Health Reforms Could Help Calif. Prison Spending
SACRAMENTO (AP) — California could gain tens of millions of dollars annually in federal reimbursements for prison health care under the nation’s new health law, state and federal officials said Tuesday.
The money would come from Medicaid reimbursements for inmates who are treated in outside hospitals. It would not help pay for health care within prisons.
A nationwide study of prison health care spending released by The Pew Charitable Trusts cites an estimate from California’s nonpartisan Legislative Analyst’s Office that the state could save nearly $70 million annually.
The study assumes that California will take full advantage of a change in federal law that will make Medicaid coverage available to low-income childless adults, meaning more prisoners will be eligible. States can also get a higher reimbursement rate for newly enrolled inmates.
The federal court-appointed official who controls California’s prison medical system uses a more conservative projection of $40 million in savings. The state Department of Finance projects $20 million in additional annual reimbursements for inmates through Medi-Cal, which is California’s Medicaid program, and through California’s Low Income Health Program.
The lower estimates are partly because California already was seeking reimbursement for some inmates and because it is sending fewer inmates to outside hospitals. The state recently opened an $839 million medical facility in Stockton to treat seriously ill inmates.

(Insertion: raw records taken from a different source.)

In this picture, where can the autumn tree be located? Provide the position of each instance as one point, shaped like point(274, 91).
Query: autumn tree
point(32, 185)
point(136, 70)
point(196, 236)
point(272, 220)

The projected savings would be a fraction of the nearly $9 billion the state spends on the prison system, of which more than $2 billion goes for inmates’ medical, mental health and dental care.
The federal receiver’s office collected $37 million in Medicaid reimbursement last fiscal year under the current 50 percent reimbursement rate. It projects the state will collect $40 million during the current fiscal year, even as the rate for those newly enrolled in Medicaid temporarily increases to 100 percent under the nation’s new health insurance system.
“This is like new money coming into the state of California,” said Joyce Hayhoe, a spokeswoman for the federal receiver. “We were getting zero reimbursement before.”
The legislative analyst’s higher estimate, used in the Pew report, dates from February and relies on 2-year-old data on inpatient costs. Aaron Edwards, one of the authors of the study, said it used the best available information at the time.